もふがみ様(@cyberay01)のアルバ君をお借りしています。
といっても本当にラストの方だけですが……。次回いっぱい活躍してもらいます!


#3 VSルカリオ(前編)

 今朝の朝食は、ウタンの漬物付きの定食。ズリの実ソースも好きだが、どうしても懐かしい味が恋しくなったのだ。

「おばあちゃん、元気かなあ」

 ぽりぽりと歯応えのいい漬物を味わいながら、ロッカはふと故郷に想いを馳せた。

 

 シャルムシティは多くの異民族が集まってできた街のようだと聞いた。食堂のメニューには、洋食の他に中華や和食、様々な料理も取り揃えられている。昨日は真っ先にズリパンケーキを選んでしまったが、これだけ大量のメニューがあると、シャルム滞在中にメニューの全制覇はできるだろうか、なんて考えてしまう。

 少し楽しみを覚えつつ漬物に箸を伸ばすと、そこに丸い毛皮の手が伸びる。

「あっ、こら〝グラシエ〟!勝手に食べちゃダメでしょ!」

 グラシエ――タマザラシの名だ。昨晩は寝る時間も惜しんでつけた、彼女渾身のニックネームであった。タマザラシは主人(トレーナー)の制止も聞かず、ひょいと口に放り込む。サンドパンはタマザラシを叱るように低い声で唸るが、当の本人は知らん顔でもぐもぐと嬉しそうだ。

「んも~! いつの間にテーブルの上に登ってきたの?」

 言葉を分かっているのかいないのか、タマザラシはニコニコ笑いながら両手を叩いた。

 タマザラシの特徴として、その球体のような身体の他に拍手の習性が挙げられる。
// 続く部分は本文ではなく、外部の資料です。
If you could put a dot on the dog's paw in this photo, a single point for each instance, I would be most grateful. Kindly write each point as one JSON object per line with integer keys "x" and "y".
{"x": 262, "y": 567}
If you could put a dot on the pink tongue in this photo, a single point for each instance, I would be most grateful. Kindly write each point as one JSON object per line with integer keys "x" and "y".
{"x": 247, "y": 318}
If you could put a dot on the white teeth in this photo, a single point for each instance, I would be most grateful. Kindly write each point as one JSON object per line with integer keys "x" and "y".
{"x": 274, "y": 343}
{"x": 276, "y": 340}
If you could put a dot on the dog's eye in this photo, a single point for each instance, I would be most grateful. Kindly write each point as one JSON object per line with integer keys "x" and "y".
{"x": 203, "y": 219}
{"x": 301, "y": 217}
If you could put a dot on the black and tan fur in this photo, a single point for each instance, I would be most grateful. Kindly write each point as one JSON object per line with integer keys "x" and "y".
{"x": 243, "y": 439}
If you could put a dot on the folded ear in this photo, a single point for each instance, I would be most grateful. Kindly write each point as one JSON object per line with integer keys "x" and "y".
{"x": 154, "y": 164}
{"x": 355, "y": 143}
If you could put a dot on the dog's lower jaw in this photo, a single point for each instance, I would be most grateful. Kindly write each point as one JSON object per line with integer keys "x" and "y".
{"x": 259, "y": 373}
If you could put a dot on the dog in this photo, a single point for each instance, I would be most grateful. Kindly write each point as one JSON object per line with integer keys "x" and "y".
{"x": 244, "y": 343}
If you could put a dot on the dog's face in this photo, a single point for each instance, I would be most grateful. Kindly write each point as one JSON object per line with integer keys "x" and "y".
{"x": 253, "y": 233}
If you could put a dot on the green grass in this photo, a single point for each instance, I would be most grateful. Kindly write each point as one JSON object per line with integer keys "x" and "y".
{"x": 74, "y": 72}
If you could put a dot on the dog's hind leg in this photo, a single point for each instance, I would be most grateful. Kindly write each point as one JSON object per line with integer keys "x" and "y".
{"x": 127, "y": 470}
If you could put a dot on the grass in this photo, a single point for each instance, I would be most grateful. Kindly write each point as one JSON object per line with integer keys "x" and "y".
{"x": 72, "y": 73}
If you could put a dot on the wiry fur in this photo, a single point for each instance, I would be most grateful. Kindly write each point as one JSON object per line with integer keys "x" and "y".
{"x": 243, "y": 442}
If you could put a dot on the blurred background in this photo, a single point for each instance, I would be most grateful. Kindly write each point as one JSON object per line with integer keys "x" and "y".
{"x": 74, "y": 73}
群れで一斉に拍手をすると、大音量が海岸沿いに響き渡るというのは何かのニュースで見たことがあった。

 もちろんロッカのタマザラシ――グラシエも例外ではなく、何かあればすぐに嬉々として両手を叩くのだ。てたたきポケモンの名は伊達じゃ無いな、とロッカは痛感する。

「あー……もうオボンの実食べ終わっちゃったの?」

 先ほどまで皿いっぱいに入っていたオボンの実は、跡形もなくタマザラシの胃袋に収められてしまったようだ。まだ食べ足りないとでも言うように、タマザラシは一声鳴くとカチコールの方へ転がろうとする。中心に座っていたサンドパンがそれを止め、自分の食べかけていたオボンを差し出した。目を輝かせてかぶりつくタマザラシ。ロッカは呆れながらも微笑んだ。

 

 タマザラシ、そして改めてカチコールを仲間にして帰還してからも、ロッカは不安を拭いきれないでいた。

 ――もし、タマザラシも私に心を開いてくれなかったら……。

 そんな心配を簡単に杞憂へと変えてしまったのが、このタマザラシのフレンドリーで能天気な性格だった。カチコールにはまだ誰に対しても若干の怯えがあるものの、タマザラシはまるで何事も無かったかのようにマイペースに振舞っている。

 おかげで少しずつ、ロッカのトレーナーとしての自信が戻ってこようとしていた。

 そんなロッカを上手くサポートしてくれるのが、相棒のサンドパン――ライムであった。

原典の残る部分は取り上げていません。